FishyFabs wrote:BOAT,
Which autopilot do you have? Mine cannot control the boat in strong winds.
I have the RayMarine EV100 Tiller Pilot. it works REALLY GOOD.
http://www.macgregorsailors.com/forum/v ... AUTO+PILOT
The pilot never falls out of mode - not even once yet.
The secret to ALL tiller pilots according to the RayMarine factory is the tiller arm length. Our tiller arms on the M boat are only 13 inches but RayMarine says to get the full swing arc and power of the control ram you need an arm at least 14 to 18 inches long, so I extended mine to 14.5 - the longer fulcrum gives the control ram it's proper power stroke leverage on the rudder and prevents the "falling out mode" issues you mentioned. A short tiller arm puts too much pressure on the ram and also makes the movements required to control the boat so tiny the feedback loop is too fast for the unit to comprehend. It need more swing than 13 inches to effectively anticipate and make small changes in course in regards to it's software.
The way these things think in simple terms is "Gee, I made a slight correction at this gyro angle and this happened", so it updates it's rudder movements to compensate for the feedback it gets from the GPS. After 30 minutes of learning the boat the thing is bullet proof, but being DIGITAL it needs to divide up it's rudder swing into little digital slices (I assume there are probably two or three digital positions for one degree on the compass dial - maybe more?

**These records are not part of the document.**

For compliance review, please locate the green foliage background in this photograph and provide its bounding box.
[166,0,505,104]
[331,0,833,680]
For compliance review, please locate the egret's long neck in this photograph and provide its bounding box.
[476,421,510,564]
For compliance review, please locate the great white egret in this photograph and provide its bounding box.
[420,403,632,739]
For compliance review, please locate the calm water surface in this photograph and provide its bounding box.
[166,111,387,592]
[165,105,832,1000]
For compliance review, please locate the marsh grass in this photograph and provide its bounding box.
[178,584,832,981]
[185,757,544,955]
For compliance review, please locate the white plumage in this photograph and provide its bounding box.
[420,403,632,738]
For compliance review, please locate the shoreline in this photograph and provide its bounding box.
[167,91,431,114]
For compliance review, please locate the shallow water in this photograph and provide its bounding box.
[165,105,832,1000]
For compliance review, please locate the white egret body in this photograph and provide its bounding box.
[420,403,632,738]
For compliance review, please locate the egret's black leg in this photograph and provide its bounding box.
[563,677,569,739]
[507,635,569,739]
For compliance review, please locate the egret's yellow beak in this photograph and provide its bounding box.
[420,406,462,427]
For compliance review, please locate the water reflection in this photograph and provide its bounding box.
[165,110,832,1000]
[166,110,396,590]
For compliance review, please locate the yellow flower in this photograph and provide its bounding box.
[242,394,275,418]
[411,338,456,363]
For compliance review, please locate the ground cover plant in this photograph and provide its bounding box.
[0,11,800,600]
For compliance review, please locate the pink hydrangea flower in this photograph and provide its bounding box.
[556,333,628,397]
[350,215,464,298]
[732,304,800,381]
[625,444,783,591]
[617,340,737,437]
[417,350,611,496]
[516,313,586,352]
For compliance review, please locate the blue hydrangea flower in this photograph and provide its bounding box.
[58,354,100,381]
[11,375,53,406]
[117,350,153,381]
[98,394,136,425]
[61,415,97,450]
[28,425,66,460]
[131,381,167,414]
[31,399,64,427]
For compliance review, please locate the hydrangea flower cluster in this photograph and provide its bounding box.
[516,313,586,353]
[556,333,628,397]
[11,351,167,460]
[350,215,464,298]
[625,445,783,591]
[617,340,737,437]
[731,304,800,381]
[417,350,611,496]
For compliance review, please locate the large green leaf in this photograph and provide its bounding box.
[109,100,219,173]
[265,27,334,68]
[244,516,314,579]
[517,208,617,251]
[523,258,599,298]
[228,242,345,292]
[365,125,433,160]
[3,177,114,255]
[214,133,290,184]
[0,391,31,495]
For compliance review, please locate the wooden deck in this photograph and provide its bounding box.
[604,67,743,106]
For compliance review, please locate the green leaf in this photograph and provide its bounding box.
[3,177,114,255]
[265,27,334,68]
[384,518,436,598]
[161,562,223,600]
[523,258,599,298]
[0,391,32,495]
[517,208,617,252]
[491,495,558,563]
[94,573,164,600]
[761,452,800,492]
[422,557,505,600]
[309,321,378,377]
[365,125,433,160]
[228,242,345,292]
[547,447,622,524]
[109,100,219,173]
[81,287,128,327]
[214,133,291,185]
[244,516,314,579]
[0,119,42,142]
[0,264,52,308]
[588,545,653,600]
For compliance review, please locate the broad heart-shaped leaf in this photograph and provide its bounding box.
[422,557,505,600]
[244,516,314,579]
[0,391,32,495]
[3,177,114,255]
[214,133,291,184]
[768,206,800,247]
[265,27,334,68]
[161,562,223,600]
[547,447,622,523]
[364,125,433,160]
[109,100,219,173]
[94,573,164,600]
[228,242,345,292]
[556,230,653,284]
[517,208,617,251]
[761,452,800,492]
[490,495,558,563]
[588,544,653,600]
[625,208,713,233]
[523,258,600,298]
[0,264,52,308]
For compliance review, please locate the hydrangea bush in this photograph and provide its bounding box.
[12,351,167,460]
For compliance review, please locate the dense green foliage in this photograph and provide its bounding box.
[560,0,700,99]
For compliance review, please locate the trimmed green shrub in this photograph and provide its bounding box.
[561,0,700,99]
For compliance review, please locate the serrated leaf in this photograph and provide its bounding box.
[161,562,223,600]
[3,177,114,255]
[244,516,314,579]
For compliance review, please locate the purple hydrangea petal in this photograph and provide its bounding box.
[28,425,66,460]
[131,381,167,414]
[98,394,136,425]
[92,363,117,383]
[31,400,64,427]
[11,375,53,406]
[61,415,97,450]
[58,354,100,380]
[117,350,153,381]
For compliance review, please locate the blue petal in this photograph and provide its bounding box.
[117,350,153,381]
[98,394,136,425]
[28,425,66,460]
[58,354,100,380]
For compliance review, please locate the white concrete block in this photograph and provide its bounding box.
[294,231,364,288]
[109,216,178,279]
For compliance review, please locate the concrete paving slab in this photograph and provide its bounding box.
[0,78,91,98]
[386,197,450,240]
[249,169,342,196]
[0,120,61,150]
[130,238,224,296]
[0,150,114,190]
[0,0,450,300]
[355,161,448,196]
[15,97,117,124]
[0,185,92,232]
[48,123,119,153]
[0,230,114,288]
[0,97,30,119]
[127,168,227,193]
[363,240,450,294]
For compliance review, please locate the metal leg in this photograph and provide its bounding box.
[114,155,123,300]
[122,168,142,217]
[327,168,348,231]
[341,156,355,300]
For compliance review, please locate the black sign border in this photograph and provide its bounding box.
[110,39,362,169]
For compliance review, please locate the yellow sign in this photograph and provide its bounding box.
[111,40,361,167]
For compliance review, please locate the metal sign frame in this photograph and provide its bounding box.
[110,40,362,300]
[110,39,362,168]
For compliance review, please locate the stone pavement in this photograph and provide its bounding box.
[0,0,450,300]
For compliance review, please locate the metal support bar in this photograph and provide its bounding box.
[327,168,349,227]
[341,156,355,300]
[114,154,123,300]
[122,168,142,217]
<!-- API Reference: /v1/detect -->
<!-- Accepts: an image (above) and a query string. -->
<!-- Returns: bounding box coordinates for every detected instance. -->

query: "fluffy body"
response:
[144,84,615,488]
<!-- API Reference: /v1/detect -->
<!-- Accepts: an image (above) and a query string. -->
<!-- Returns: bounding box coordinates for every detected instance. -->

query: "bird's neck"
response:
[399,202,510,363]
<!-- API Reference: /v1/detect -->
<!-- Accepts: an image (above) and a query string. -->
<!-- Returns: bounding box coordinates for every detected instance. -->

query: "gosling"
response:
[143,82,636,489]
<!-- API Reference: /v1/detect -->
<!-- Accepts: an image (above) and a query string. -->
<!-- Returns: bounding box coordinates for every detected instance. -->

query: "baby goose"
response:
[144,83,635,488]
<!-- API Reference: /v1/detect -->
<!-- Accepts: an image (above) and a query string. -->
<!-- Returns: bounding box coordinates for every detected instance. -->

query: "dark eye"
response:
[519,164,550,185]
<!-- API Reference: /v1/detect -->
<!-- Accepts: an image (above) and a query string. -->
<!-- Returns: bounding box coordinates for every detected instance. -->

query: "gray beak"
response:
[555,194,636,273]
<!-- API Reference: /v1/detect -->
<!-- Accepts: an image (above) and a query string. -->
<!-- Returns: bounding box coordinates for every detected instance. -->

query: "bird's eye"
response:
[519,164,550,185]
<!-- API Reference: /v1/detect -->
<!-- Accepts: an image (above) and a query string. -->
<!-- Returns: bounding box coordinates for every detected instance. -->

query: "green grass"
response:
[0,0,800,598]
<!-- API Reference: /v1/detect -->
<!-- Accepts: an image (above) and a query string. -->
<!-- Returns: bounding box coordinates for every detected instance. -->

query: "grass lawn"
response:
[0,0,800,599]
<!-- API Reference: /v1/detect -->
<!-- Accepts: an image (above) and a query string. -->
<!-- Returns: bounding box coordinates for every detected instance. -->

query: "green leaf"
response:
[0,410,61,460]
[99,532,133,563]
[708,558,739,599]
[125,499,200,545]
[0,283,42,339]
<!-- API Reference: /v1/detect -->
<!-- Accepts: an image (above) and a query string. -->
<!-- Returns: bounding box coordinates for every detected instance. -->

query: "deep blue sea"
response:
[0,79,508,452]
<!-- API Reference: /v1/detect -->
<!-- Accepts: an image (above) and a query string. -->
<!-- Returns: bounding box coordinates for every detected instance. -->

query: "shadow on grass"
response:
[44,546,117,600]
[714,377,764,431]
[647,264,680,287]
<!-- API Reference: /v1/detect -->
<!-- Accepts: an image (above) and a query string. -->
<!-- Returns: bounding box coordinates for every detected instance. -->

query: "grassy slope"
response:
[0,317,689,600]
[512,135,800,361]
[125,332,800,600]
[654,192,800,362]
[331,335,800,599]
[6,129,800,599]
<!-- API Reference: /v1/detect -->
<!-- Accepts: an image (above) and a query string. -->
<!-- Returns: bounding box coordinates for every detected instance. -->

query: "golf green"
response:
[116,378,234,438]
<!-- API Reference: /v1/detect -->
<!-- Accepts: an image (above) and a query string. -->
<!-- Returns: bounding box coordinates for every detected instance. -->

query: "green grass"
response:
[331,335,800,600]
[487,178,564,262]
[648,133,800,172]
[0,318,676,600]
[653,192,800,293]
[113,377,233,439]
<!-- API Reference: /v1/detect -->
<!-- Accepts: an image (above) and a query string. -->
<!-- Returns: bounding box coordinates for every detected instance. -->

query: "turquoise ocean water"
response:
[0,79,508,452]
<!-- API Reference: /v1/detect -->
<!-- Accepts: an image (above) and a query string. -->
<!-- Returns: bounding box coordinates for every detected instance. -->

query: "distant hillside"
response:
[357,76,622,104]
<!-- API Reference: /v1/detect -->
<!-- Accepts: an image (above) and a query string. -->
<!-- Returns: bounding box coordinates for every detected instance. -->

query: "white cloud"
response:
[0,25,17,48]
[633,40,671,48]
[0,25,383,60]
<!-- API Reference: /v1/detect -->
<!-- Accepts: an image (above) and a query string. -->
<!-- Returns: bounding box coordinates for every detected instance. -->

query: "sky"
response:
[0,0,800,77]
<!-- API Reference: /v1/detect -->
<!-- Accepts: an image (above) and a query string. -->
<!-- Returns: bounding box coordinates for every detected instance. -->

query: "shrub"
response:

seahouse might know) If you try to compress these digital positions into too small a space by shortening the swing of the arm they lose their effectiveness and the pilot thinks it's getting forced about faster and harder than it really is and it will fall out. The software has limitations.
The AP on 'boat' will steer at any angle - if the rudders are in the water and that AP can get any kind of course change from the rudders it will just keep on hunting until it gets the boat on bearing - it's an excellent pilot and seems to know what way the boat is going to heel or pitch before the boat even knows. The multi axis control on the thing is bigger than the gyro on a Cessna and works like a piece of fine art. I run it in performance mode because i have enough batteries and in that setting it will barely deviate even one degree. The corrections it makes under performance mode are tiny, but effective.
It also has two less aggressive settings that will use less electricity and allow deviations back and forth of about 2 to 6 degrees - on the lowest setting it pilots like as if I were on the helm so it allow the boat to do that slight S turn heading I described the boat does by itself with no helm input.
If you have a wheel pilot then I can't really suggest any solution - I only use the ram pilot. I do have a very fast hard over time set on my pilot - you might be able to improve you wheel pilot by speeding up your hard over time on the AP.